A smaller but persistent thread examined the age gap and timeline. OOP met Greg when she was four and he was twelve. They began a sexual relationship while she was in college and he was nearly thirty. Commenters who noticed this pattern read it as context for the entire dynamic, arguing that OOP’s years of reflexive accommodation traced back to a relationship that had never been structurally equal. Their tone was less angry than diagnostic.

Another cluster pushed back against commenters who suggested OOP should teach her children empathy toward their autistic half-brother during meltdowns. Readers with direct experience of violent meltdowns rejected the framing sharply, pointing out that expecting a nine-year-old and seven-year-old to manage their own emotional safety during a crisis inverts the responsibility hierarchy.

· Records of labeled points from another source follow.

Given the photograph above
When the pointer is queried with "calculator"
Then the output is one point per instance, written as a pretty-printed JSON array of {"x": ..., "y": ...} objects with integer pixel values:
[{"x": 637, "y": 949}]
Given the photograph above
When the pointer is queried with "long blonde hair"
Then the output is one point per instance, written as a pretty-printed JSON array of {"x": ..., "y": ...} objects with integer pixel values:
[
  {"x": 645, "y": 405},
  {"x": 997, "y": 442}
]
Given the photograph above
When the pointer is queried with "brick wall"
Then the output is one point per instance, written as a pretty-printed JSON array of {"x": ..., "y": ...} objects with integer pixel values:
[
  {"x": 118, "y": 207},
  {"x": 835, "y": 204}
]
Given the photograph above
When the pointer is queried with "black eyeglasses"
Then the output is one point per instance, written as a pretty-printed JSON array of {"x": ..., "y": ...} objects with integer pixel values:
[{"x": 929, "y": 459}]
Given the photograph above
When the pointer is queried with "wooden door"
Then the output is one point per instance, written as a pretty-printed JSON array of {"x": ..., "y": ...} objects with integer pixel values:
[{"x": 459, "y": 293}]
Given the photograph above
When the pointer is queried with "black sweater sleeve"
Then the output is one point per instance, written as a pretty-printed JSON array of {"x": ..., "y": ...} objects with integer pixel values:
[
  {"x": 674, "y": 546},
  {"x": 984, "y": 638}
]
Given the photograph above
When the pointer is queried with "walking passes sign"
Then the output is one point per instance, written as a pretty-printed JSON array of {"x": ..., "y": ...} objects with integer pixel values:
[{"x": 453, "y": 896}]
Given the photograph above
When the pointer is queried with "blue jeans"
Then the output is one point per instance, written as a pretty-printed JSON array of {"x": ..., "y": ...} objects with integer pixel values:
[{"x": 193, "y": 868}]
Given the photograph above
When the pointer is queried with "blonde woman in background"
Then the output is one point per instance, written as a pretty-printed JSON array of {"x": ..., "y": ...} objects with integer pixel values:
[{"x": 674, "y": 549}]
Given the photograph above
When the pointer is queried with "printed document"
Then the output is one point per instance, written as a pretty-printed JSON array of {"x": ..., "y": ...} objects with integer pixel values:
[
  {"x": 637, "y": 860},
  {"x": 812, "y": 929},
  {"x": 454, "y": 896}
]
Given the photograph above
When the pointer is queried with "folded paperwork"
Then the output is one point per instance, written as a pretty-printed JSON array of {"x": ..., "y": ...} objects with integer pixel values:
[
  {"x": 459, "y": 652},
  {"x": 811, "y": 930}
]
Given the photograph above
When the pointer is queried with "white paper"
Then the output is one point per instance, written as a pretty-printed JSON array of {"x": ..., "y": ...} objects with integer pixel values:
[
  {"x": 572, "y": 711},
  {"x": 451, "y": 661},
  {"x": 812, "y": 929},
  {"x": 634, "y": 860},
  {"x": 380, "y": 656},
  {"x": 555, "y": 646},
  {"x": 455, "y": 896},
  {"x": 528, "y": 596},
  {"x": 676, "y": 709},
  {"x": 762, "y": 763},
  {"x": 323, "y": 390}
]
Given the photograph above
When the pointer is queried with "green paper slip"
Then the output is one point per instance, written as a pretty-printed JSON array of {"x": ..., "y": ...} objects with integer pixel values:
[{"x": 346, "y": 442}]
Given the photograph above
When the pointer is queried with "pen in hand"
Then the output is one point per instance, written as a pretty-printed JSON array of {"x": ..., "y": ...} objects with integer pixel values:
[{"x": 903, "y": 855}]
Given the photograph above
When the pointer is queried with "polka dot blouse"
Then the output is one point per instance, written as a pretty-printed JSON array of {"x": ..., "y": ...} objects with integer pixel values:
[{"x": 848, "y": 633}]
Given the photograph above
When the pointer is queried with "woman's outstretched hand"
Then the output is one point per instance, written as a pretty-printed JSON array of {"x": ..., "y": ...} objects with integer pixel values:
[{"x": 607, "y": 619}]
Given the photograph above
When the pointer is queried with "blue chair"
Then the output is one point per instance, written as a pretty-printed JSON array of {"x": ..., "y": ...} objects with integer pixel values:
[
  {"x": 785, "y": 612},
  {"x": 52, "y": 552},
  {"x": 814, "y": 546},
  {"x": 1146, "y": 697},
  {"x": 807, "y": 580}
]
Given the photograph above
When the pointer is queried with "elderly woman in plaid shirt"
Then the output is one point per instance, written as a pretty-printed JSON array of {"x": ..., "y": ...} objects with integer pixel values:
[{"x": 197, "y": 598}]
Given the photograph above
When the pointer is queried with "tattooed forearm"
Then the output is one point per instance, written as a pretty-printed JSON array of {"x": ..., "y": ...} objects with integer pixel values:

Parents of special-needs children were the loudest voices here, and their frustration was directed less at OOP’s story than at the commenters who misread it.

The comment section reveals a readership that processes divorced-mother stories through a labor lens before a moral one. Readers did not ask whether OOP was a good person. They audited her workload, calculated her ex-husband’s dependency, and concluded that the coparenting relationship had been functioning as an unpaid employment contract. The spreadsheet became the thread’s favorite artifact because it gave numerical shape to a pattern most readers recognized from their own lives but had never bothered to count.


This editorial is based on a story originally shared on Reddit’s r/BestofRedditorUpdates community.